Jo-Ann Sun, who had just graduated in neuroscience from the University of Pennsylvania, adds Jo-Ann Sun, “I think I’m a pretty spiritual person and it made me feel more connected with it. humanity as a whole.
“At the very least,” she said, “tonight when you see the sky, it will give you immense appreciation for just being alive.”
The vastness of the space also made Caelan Chapman, 23, of Mechanicsburg, reflect.
“Whenever I look at stars here or at home, it amazes me a bit that what I am looking at has happened so far in the past that the star I am looking at may not even be there anymore. He said. . “There is an incredible sense of scale to everything. We are so small and insignificant.
For her friend Olivia Christopherson, there is solace in the infinity of space. “It’s a different kind of peace, it’s a different form of nature,” she said. “We are all part of it and it is part of us.”
IF YOU ARE GOING TO
Or: Cherry Springs State Park is located at 4639 Cherry Springs Road, Coudersport, Pennsylvania. The park is always open and, with the exception of the night astronomical observation field, admission is free. For more information, dcnr.pa.gov/StateParks/FindAPark/CherrySpringsStatePark; 814-435-1037.
Pets or drones are not allowed.
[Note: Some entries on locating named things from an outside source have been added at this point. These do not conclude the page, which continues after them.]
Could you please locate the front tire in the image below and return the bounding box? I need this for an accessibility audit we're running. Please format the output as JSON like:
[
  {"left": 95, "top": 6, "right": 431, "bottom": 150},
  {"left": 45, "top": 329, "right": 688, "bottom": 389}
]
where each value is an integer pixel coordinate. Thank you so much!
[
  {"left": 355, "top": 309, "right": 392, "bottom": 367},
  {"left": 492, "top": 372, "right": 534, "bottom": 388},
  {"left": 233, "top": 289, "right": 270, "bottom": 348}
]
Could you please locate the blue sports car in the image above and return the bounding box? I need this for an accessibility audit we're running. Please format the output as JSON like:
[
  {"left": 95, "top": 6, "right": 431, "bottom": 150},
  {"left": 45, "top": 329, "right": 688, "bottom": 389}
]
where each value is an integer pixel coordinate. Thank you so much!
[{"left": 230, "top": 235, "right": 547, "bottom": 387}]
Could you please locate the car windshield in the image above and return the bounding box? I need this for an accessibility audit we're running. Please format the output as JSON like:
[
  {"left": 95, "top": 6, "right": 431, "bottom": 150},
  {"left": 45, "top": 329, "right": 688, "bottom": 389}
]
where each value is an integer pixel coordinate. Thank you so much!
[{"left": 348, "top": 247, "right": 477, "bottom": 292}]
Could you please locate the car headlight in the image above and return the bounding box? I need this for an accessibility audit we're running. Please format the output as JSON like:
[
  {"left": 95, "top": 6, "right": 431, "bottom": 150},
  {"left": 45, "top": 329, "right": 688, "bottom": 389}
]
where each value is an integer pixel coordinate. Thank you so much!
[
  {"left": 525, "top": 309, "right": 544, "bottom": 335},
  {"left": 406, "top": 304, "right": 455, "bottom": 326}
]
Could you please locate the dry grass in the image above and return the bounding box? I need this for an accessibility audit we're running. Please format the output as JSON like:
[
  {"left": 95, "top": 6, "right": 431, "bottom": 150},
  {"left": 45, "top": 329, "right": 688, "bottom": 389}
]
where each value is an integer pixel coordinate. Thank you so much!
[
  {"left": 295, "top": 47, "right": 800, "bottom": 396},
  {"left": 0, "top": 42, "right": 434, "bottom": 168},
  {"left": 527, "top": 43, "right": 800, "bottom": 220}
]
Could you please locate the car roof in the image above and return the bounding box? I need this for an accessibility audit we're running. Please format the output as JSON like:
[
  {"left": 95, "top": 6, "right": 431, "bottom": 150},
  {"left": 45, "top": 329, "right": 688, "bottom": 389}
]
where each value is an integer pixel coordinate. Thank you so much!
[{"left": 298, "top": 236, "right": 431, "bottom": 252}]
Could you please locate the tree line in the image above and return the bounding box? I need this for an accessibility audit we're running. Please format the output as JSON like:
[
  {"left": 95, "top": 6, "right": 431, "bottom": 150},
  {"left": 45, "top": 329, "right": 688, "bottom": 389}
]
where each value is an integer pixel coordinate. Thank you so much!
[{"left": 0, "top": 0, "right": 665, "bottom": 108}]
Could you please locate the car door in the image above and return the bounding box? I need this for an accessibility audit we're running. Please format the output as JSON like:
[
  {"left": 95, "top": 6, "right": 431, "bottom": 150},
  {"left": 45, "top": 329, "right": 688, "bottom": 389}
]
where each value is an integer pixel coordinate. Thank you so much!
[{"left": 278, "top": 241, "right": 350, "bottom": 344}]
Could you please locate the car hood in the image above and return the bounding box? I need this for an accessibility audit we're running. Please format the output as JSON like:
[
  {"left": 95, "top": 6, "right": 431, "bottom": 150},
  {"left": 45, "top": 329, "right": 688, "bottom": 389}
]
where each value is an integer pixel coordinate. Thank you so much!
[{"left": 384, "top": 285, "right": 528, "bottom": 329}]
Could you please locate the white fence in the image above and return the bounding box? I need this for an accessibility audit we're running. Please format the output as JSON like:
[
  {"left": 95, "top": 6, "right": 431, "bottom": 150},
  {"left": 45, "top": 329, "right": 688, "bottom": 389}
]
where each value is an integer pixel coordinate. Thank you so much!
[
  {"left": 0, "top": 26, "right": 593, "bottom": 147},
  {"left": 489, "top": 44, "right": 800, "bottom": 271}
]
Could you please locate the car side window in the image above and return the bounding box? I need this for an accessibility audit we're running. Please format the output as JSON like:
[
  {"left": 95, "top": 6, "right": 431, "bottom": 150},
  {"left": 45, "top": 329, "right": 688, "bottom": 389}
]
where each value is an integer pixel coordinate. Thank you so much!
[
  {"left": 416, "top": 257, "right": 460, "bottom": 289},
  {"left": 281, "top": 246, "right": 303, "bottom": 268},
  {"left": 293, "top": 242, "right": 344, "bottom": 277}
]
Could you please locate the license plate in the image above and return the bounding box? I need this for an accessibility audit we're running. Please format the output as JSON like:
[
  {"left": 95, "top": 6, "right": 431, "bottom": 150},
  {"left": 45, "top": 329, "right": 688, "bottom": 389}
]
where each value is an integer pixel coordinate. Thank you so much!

You may or may not have cell service.
Accommodation: there is a 30-site primitive campground in the park, open April through October; reservations well in advance are advised. Go online to the park website above or call 1-888-727-2757. Nearby Lyman Run State Park also offers primitive camping. Private rooms are available in nearby lodges, motels, cabins, rental homes and glampgrounds. Go to visitpottertioga.com/stay.
Other nearby attractions: the 262,000 acre Susquehannock State Forest and its 550 miles of trails; the Pennsylvania Grand Canyon, the Pennsylvania Lumber Museum, the 70th Woodsmen Show (August 2022), the 62-mile Pine Creek Rail Trail, and the Eliot Ness Museum and the annual Elliot Ness Fest (July 2022).
Ad Crable is an LNP | LancasterOnline Outdoor Editor.